Credit: Courtney Hayles @ ReeceWilliams.com

Williams grew up in Moss Side, a place he describes as a cultural melting pot, with a large Somali, Caribbean and Irish community. “It’s a place you wouldn’t particularly want to live because it was quite deprived. But equally, it developed a real sense of spirit and a real element of everything we need is here.”

I asked Reece about the intersection of his Black and working-class identities, and how this has influenced his work. He says, “The majority of my work is either personal, lived experience or collective experience while driving on peers and driving on the community’s experiences.” 

The show also wrestles with being British and ideas surrounding British identity. “Because of the hostile environment that I’ve lived through, I struggle with how proud I am to say that I’m actually British. I feel like I do belong here in the sense that I’m a part of a community, a community that my grandparents and my parents built. And equally, I’m British, because my passport says so.”

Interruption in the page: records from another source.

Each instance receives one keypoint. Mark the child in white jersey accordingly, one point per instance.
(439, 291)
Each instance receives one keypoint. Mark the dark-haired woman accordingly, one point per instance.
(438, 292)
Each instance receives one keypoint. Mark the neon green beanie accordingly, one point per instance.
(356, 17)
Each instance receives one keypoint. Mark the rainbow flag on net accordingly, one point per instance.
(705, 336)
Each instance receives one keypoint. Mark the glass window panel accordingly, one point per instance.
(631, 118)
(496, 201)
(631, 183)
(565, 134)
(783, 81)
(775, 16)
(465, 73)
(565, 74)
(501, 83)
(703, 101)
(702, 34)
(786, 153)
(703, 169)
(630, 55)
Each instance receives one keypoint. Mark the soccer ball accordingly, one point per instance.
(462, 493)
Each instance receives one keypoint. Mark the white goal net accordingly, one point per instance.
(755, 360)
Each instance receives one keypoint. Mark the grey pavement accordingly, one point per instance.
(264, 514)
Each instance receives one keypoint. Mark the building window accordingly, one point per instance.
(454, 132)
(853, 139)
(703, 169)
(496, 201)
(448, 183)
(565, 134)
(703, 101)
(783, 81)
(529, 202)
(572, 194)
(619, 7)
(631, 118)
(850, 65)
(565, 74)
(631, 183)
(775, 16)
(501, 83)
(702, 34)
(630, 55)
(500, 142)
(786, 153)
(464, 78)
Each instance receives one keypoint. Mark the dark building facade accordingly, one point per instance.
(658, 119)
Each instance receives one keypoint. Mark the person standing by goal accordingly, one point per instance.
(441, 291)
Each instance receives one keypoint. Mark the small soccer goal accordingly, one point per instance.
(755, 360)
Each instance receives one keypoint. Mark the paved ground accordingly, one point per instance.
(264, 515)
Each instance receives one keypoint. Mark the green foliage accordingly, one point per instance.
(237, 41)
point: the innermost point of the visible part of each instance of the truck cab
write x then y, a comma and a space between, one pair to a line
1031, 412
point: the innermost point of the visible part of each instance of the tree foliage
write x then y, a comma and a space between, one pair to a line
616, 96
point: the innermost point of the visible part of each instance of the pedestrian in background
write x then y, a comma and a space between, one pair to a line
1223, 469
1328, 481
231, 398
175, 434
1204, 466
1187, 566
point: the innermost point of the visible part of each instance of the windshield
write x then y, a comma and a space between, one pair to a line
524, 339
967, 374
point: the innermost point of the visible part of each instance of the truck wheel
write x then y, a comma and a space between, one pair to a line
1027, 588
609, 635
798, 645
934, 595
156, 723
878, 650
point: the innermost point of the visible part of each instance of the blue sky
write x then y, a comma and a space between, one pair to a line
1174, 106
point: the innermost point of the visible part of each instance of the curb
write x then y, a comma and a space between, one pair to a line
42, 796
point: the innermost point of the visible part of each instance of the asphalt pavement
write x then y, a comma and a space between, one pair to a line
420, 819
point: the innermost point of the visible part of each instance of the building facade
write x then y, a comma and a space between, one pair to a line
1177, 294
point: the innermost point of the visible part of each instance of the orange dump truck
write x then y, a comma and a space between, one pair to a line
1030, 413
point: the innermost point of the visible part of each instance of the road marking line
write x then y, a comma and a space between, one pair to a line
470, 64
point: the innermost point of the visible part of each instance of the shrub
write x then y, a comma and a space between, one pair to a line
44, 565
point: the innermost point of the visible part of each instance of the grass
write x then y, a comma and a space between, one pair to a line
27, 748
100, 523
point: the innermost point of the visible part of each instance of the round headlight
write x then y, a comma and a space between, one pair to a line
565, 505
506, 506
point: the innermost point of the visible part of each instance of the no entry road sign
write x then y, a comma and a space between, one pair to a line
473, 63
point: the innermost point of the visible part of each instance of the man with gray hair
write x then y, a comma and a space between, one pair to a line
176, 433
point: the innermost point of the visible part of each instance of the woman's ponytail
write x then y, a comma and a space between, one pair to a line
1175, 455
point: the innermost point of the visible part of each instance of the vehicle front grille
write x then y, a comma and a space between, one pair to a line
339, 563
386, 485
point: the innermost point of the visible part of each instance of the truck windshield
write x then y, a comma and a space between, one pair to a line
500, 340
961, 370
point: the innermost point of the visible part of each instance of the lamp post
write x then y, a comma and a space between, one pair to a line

Williams’ grandparents were invited to the UK from Jamaica in 1961, to help rebuild the country after the Second World War. An important part of his work is affirming the authenticity of stories from the diaspora as British stories.

Williams’ literary journey has been transformative. He reflects back by saying, “It’s been a beautiful journey. I wouldn’t be the person that I am today if I didn’t pick up a pen and write.”

In a career full of highlights, including the opportunity to perform in Australia, he has found working with and inspiring the next generation of writers to be the most rewarding part. “I think how I measure myself in ten years is not how many collections are published, or how many awards were won, but how many vibrant young, talented minds I have had a positive impact on.”